Project Director: Anne Franke 928-774-5211
Northern Arizona University – Philosophy in the Public Interest
Hot Topics Cafe 2016
Total Grant Award: $5,970
The Hot Topics Café will provide a forum for civil, rational, compassionate discussion about issues of contemporary concern. Philosophers from northern Arizona will facilitate eight discussions in Flagstaff and Sedona community venues in the spring and fall of 2016. The Hot Topics Café does not aim to achieve consensus. Rather, it seeks to give community members an opportunity to explain the reasoning behind competing positions. This civil discourse initiative builds tolerance for difference, which is a desirable feature of a stable democracy.
Project Director: Dr. Andrea Houchard 928-274-8737
Tolani Lake Enterprises, Inc.
Metal Road III
Total Grant Award: $10,000
Metal Road, a public television documentary, explores the dynamics of Native American labor on the American railroads through the lens of a Navajo trackman in a world linked by social, economic and political ties. This project will elicit, record, and help preserve Navajo oral tradition with integrative applications across social, cultural, and economic spheres of community life. Metal Road challenges viewers to reengage relations between American narrative and Indigenous peoples, and gives a human face to wage laborers balancing traditional Native life and western values.

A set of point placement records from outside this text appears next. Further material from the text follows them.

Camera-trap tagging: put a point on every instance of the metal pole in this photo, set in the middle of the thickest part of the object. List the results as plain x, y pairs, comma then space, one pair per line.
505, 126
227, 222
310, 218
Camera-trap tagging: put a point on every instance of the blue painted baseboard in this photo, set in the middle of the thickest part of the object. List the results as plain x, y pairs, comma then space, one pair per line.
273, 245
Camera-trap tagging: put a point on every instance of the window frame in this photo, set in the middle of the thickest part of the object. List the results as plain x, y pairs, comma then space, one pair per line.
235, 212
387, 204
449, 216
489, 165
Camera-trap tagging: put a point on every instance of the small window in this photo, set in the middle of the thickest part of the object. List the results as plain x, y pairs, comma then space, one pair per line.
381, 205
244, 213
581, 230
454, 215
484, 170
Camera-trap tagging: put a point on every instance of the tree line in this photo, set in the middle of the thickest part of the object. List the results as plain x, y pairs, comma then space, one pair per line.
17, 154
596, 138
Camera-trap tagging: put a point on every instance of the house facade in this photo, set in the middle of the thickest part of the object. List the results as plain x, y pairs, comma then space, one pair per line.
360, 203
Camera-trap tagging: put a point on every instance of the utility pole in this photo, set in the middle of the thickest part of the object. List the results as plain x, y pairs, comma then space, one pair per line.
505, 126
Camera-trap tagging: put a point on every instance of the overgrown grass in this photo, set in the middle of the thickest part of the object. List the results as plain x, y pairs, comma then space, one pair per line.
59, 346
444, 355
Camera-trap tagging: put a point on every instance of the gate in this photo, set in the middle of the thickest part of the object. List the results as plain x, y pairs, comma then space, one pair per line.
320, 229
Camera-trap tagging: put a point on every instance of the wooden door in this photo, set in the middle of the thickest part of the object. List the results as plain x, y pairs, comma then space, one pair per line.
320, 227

Project Director: Stephanie Hall 928-266-5342
Tucson Chinese Association d/b/a Tucson Chinese Cultural Center
Asian Pacific American Heritage Festival
Total Grant Award: $10,000
During spring, 2016, the Tucson Chinese Cultural Center (TCCC) will host an Asian Pacific American (APA) Heritage Festival, a series of events, culminating on May 7th, to encourage community reflection, interpretation and discussion of topics of importance to Tucson’s (and other) APA communities. Its backdrop will be the Smithsonian Institution traveling exhibition, “I Want the Wide American Earth, An Asian Pacific American Story,” on display at TCCC. The festival is an invitation to engage with the exhibition. Activities include performances/food/arts/crafts/displays and explanations of aspects of APA life in the borderlands.
Project Director: Robin Blackwood 520-292-6900
Rising Youth Theatre
Total Grant Award: $5,000
Rising Youth Theatre, a Phoenix company dedicated to creating plays that start community conversations, will produce “Living Room,” a site-specific community theatre and dialogue project, engaging a multigenerational, diverse group of people in a conversation about home, family, and the place where we live. Plays will be developed through interviews and conversations in the Garfield neighborhood in Phoenix, Arizona and performed at Verde Park with post-performance dialogue. Further, this project will bring young artists into collaboration with adult artists, starting a community dialogue with youth voices at the center.